An animal rescue centre is planning a dramatic restructure – including loss of jobs – in an attempt to turn its finances around.

The Animals’ Refuge, at Wetheral, near Carlisle, costs about £800,000 a year to run and has operated at a loss for more than five years.

Bosses say changes must be made so that they can both balance the books and look after more animals.

The refuge has started a consultation which is looking into a raft of measures including making some staff redundant, transferring dogs and cats which have been at the refuge for the longest time to other rehoming centres, and starting to rehome horses again.

Director of the Animals’ Refuge, David Jordan, lives on site at the refuge, as does centre manager, Ian McKenzie, to make sure someone is always on hand.

Mr Jordan said: “The senior management, along with the trustees, have spent a great deal of time exploring how we work at present and how we could operate more effectively.

“We have taken advice from some of the country’s leading animal charities as well as our own staff, members and volunteers. The result is that we are proposing a number of changes to our operation, including a reduction in the number of employed staff.”

The consultation process is expected to last a couple of weeks. Staff pay is the biggest cost to the refuge, with 20 full-time and 12 part-time staff working with animals and at the refuge’s tea room and charity shop on site.
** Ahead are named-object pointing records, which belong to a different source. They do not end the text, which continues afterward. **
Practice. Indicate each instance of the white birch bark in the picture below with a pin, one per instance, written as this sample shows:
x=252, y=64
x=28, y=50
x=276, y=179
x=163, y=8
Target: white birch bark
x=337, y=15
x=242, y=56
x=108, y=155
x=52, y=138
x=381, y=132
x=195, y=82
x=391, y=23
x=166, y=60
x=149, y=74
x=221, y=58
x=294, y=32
It is not yet clear how many of the staff will be made redundant or whether any of them will choose to take voluntary redundancy.

About 30 volunteers also help out at the refuge centre, which currently has 29 cats and 31 dogs. The charity also looks after 43 horses and ponies, three goats, two cows and 12 sheep.

Some of the horses were saved from being butchered into meat in France and are almost wild. Although the refuge hasn’t rehomed horses for a number of years, it will start to do so again in about a month’s time.

Some of the dogs and cats which have been at the centre for a number of years will also be moved to The Dog’s Trust and Cat’s Protection.

Colin Powell, fundraising and communications manager, stressed that the refuge will continue to take animals in and that the point of the consultation is to find better ways of working.